The bill now will go before the House a final time for a procedural vote before returning to the Senate, which will vote either to accept the House’s changes or request a conference committee to iron out differences. Patrick, who presides over the Senate, said the legislation was a priority for him and threatened to force a special session over the issue. While the House’s language does not go as far as the Senate’s, it was not immediately clear Sunday whether Paddie’s amendment would be acceptable to Patrick.

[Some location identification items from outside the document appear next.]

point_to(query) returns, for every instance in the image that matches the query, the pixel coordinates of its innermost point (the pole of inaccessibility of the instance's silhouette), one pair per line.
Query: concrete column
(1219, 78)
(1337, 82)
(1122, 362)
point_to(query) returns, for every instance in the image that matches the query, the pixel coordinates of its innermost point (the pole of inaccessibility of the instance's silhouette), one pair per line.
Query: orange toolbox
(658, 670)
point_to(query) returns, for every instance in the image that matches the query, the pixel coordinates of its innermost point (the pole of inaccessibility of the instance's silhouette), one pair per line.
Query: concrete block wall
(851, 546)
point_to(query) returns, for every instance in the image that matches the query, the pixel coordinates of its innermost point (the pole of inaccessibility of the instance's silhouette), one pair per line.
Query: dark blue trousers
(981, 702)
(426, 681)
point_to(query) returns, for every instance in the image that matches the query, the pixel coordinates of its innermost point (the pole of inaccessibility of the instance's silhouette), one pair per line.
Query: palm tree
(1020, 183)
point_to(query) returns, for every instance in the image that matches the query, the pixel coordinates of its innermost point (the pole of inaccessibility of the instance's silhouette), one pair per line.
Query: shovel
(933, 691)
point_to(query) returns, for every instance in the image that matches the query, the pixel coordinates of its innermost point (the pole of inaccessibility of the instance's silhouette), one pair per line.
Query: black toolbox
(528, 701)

In March, the Senate approved its own so-called “bathroom bill,” Senate Bill 6, which would force transgender Texans to use restrooms and locker rooms in public colleges and government buildings that correspond to their “biological sex” as designated on their birth certificate. LGBT groups and the state’s largest business lobby blasted SB 6, by GOP Sen. Lois Kolkhorst of Brenham, as a discriminatory measure that would make Texas unattractive to major companies with LGBT-inclusive policies.
Legislative scrambling
For months, Republican lawmakers who wanted to pass some kind of “bathroom” bill tried to get broader legislation on the House floor for a vote. Several GOP members eventually coalesced around one by Rep. Ron Simmons of Carrollton that would have prohibited cities, counties and public school districts from enforcing non-discrimination ordinances when they involve multi-occupancy restrooms or locker rooms. It won praise from Gov. Greg Abbott, who called it “thoughtful” in his first public comments on a bathroom proposal.
However, none of their proposals won committee approval before a key House bill-approval deadline passed, effectively killing the lawmakers’ efforts on that front. That prompted some Republicans to find a still-viable bill to attach “bathroom” language to as an amendment. They eventually settled on Paddie’s amendment and SB 2076.